4. The admissions and promises found to have been made by Cynthia Booth during coverture, do not remove the bar of the statute of limitations. And if they amount to any thing, they are simply parol promises to pay the debt of another.
5. If the claim as found by the auditor is allowed, interest can be added only from the death of Mrs. Abijah Peck. She, and not the present claimants, was entitled to the interest during her life.
Cothren, for the appellees.
[MAJORITY — Butler, J.]
Butler, J.
It appears from the finding in this case that the claimants, or those whom they represent, as heirs at law of Asa Peck, deceased, furnished to their brother, Isaac Peck, a certain amount of money, pursuant to an agreement that it should be used by him in the purchase of a place, to be held by him in trust, for the use and benefit of their mother during her life, and on her decease for the use and benefit of said heirs. The case differs from the ordinary case, where money is furnished by one party to another party, to enable the former to purchase property and hold in his own name for the benefit of the latter, in this, that an express trust was intended to be created for the benefit of the third party, their mother. The creation of such an express trust for Mrs. Peck was the sole object and purpose of the arrangement, and so far as the agreement may be said to contemplate any further trust, it had no other object or purpose than to secure to those who advanced the money, their interest, on the termination of the trust for the mother. So far then as there was any trust in favor of the heirs who advanced the money, it was such as the law would have implied, or would by implication have resulted to them from the mere fact that they furnished the money for that purpose. Upon a fair construction of the finding therefore, we are of opinion that the agreement, so far as it related to the interest of the claimants, imported no more than such agreements usually import, when money is furnished for the purchase of property, or than the law would import from the act, and that the trust was not of such a character that parol evidence could not be admitted to prove it. The decedent moreover, in her life time, disposed of the property and repudiated the trust for Mrs. Peck, and thenceforth acknowledged that she held the share of the claimants in money to their use. We do not think under such circumstances her representative can maintain the defence he has attempted to interpose.

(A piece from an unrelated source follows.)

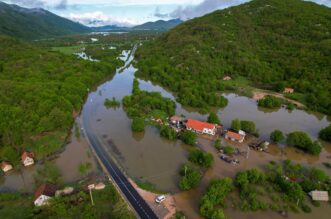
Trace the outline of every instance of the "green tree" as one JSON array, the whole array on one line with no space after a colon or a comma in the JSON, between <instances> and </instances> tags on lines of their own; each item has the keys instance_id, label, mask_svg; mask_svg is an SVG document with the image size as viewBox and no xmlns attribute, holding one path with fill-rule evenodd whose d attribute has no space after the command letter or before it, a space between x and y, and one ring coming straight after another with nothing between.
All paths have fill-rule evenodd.
<instances>
[{"instance_id":1,"label":"green tree","mask_svg":"<svg viewBox=\"0 0 331 219\"><path fill-rule=\"evenodd\" d=\"M270 134L270 140L273 141L274 143L279 143L285 139L285 136L282 131L276 129Z\"/></svg>"},{"instance_id":2,"label":"green tree","mask_svg":"<svg viewBox=\"0 0 331 219\"><path fill-rule=\"evenodd\" d=\"M237 131L237 132L239 130L241 130L241 123L240 123L239 119L232 120L231 129L233 129L234 131Z\"/></svg>"},{"instance_id":3,"label":"green tree","mask_svg":"<svg viewBox=\"0 0 331 219\"><path fill-rule=\"evenodd\" d=\"M180 139L188 145L195 145L196 140L197 140L197 134L191 131L184 131L181 136Z\"/></svg>"},{"instance_id":4,"label":"green tree","mask_svg":"<svg viewBox=\"0 0 331 219\"><path fill-rule=\"evenodd\" d=\"M319 132L319 137L320 137L320 139L322 139L324 141L331 142L331 125L329 125L328 127L322 129Z\"/></svg>"},{"instance_id":5,"label":"green tree","mask_svg":"<svg viewBox=\"0 0 331 219\"><path fill-rule=\"evenodd\" d=\"M181 190L190 190L199 185L202 174L188 164L184 164L179 172L181 178L179 180L179 188Z\"/></svg>"},{"instance_id":6,"label":"green tree","mask_svg":"<svg viewBox=\"0 0 331 219\"><path fill-rule=\"evenodd\" d=\"M145 130L145 120L143 118L133 118L131 124L133 132L143 132Z\"/></svg>"},{"instance_id":7,"label":"green tree","mask_svg":"<svg viewBox=\"0 0 331 219\"><path fill-rule=\"evenodd\" d=\"M241 129L248 133L255 133L256 126L253 121L241 121L240 122Z\"/></svg>"},{"instance_id":8,"label":"green tree","mask_svg":"<svg viewBox=\"0 0 331 219\"><path fill-rule=\"evenodd\" d=\"M210 113L209 116L208 116L207 122L212 123L212 124L220 124L221 123L218 116L216 115L216 113Z\"/></svg>"},{"instance_id":9,"label":"green tree","mask_svg":"<svg viewBox=\"0 0 331 219\"><path fill-rule=\"evenodd\" d=\"M160 135L169 140L175 140L177 137L176 131L169 126L162 126L160 130Z\"/></svg>"},{"instance_id":10,"label":"green tree","mask_svg":"<svg viewBox=\"0 0 331 219\"><path fill-rule=\"evenodd\" d=\"M320 154L322 150L321 145L317 141L313 142L304 132L290 133L287 136L287 144L289 146L300 148L313 155Z\"/></svg>"},{"instance_id":11,"label":"green tree","mask_svg":"<svg viewBox=\"0 0 331 219\"><path fill-rule=\"evenodd\" d=\"M202 167L211 167L214 163L214 157L211 153L204 152L200 149L195 149L190 152L189 161L198 164Z\"/></svg>"}]
</instances>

2. We have no difficulty in relation to the claim that the trust was purged, by reason of the fact that the title passed from Isaac to Cynthia through Daniel Curtiss. It was substantially a conveyance from Isaac to Cynthia, she agreeing to hold for the same uses and purposes.

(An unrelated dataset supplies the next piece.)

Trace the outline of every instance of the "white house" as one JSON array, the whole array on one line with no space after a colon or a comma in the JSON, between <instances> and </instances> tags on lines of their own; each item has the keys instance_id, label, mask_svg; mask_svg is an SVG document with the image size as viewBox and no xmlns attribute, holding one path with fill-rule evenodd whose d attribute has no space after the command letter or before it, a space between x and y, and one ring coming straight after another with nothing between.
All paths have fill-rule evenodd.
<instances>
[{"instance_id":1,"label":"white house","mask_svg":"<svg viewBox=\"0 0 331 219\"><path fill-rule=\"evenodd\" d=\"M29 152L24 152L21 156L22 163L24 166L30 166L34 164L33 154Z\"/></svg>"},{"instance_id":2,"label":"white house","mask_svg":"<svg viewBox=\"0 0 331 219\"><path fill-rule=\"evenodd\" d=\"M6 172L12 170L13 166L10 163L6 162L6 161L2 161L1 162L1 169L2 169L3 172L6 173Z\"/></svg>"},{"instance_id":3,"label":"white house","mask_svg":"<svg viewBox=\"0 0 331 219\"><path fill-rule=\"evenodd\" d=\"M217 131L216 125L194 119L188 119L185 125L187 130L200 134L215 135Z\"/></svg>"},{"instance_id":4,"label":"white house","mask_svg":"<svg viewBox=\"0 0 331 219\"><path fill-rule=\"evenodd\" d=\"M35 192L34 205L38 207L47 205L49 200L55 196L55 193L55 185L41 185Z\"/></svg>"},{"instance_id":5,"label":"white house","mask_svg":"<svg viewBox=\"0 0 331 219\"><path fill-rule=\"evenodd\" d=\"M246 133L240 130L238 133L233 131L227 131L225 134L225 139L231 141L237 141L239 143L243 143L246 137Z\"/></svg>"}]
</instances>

8. When Cynthia Peck sold the property and repudiated the trust for Mrs. Peck, a proportion of the avails of the sale, equivalent to the sum originally advanced by the claimants, became money had and received to their use, in her hands, and a lawful claim in their favor. The subsequent promises and acknowledgments of Cynthia were sufficient to prevent the statute of limitations from barring the claim, and it is a valid and subsisting one against her estate. And as Cynthia disposed of the trust estate and repudiated the trust, and both were acquiesced in by Mrs. Abijah Peck, we are further of opinion that the claimants are entitled to interest from the time of the sale.
The Superior Court is advised to decree accordingly.
In this opinion the other judges concurred.